The first step to drafting an effective job description is to determine each position’s essential functions. According to the regulations interpreting the ADA, the term “essential functions” means the fundamental job duties of the employment position. It does not include the marginal functions of the position. A specific function may be considered essential for any of several reasons, including:

  • The function may be essential because the reason the position exists is to perform that function;
  • The function may be essential because of the limited number of employees available among whom the performance of that job function can be distributed; and/or
  • The function may be highly specialized so that the incumbent in the position is hired for his or her expertise or ability to perform the particular function.

Evidence of whether a particular function is essential includes, but is not limited to

The employer’s judgment as to which functions are essential;

  • Written job descriptions prepared before advertising or interviewing applicants for the job;
  • The amount of time spent on the job performing the function;
  • The consequences of not requiring the incumbent to perform the function;
  • The terms of a collective bargaining agreement;
  • The work experience of past incumbents in the job; and/or
  • The current work experience of incumbents in similar jobs.

Once the essential job functions of a particular position are established, an accurate and detailed job description must be drafted.
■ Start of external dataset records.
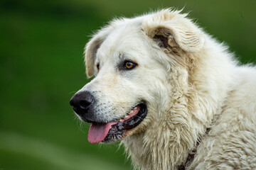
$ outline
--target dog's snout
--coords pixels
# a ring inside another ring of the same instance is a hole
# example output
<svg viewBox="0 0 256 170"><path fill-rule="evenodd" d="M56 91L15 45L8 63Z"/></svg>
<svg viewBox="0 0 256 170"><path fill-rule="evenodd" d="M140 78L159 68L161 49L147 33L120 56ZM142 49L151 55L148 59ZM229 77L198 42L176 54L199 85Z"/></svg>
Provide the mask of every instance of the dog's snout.
<svg viewBox="0 0 256 170"><path fill-rule="evenodd" d="M89 91L81 91L76 94L70 100L70 104L78 115L88 112L90 106L93 102L93 96Z"/></svg>

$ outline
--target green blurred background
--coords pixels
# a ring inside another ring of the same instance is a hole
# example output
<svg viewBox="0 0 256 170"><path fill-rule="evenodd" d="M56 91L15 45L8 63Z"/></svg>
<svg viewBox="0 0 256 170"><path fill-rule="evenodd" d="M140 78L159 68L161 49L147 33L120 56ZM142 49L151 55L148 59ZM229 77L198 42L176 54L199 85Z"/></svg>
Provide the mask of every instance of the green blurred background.
<svg viewBox="0 0 256 170"><path fill-rule="evenodd" d="M87 142L69 100L88 81L82 52L94 30L171 6L255 62L255 0L1 0L0 169L132 169L118 144Z"/></svg>

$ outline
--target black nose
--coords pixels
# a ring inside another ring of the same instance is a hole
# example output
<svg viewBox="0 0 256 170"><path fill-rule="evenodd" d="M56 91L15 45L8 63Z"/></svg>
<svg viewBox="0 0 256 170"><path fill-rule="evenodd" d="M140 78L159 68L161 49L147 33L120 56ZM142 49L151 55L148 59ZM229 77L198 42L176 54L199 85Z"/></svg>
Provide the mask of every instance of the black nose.
<svg viewBox="0 0 256 170"><path fill-rule="evenodd" d="M81 115L88 113L93 100L93 96L89 91L80 91L73 96L70 104L73 107L74 111Z"/></svg>

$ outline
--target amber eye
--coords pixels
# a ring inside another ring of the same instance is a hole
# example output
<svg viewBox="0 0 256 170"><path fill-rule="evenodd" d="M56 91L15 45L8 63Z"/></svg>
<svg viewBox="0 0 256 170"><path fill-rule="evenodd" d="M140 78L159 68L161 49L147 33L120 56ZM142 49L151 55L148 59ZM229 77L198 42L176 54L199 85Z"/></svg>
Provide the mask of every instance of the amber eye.
<svg viewBox="0 0 256 170"><path fill-rule="evenodd" d="M125 64L124 64L125 69L133 69L135 67L135 66L136 66L136 64L132 63L131 62L126 62Z"/></svg>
Although the ADA does not require the inclusion of any special wording or language in the job description, there are a few rules which employers should follow when drafting job descriptions.

An effective job description should:

  • state the title of the position and its rank and status within the company hierarchy (managerial, supervisory, clerical, janitorial, etc.);
  • list essential functions and tasks, in this order --an action verb, the task, and the expected outcome, as in: "Schedules building maintenance and repairs to ensure uninterrupted business operations;"
  • specify job qualifications, especially education and experience requirements, but also mathematical reasoning ability, willingness to learn, customer service skills, experience working on a team, orientation skills, etc.;
  • include probable physical demands of the position (e.g., "must be able to lift 75 pounds frequently in an eight-hour shift") with a statement that reasonable accommodations will be made for the disabled employee, if necessary;
  • include typical environmental factors affecting the position (excessive noise, high temperatures, outdoor work in rain and snow, etc.); and
  • list non-essential duties or responsibilities that can be performed infrequently or would not alter the underlying reason for the position; however, these duties should be clearly distinguished from essential functions and may not be considered for hiring purposes under the ADA.

Through careful job analysis, the specific essential functions of a position and the qualifications to perform the functions—with or without reasonable accommodations—can be determined. This can help demonstrate that the job functions apply equally to all employees holding a particular position.  Also, a specific job description can be used to establish that a decision not to hire a disabled applicant was neither capricious nor discriminatory.

Employers have a significant amount of discretion when it comes to establishing the essential job functions of their workforce. And, since the lack of judicial interpretation of the ADAAA makes it difficult to accurately predict the precise requirements of the newly-amended law, employers should make every effort to ensure they are protected. Putting time and effort into writing a detailed and accurate job description could go a long way towards reducing the risk of defending an employment decision in court.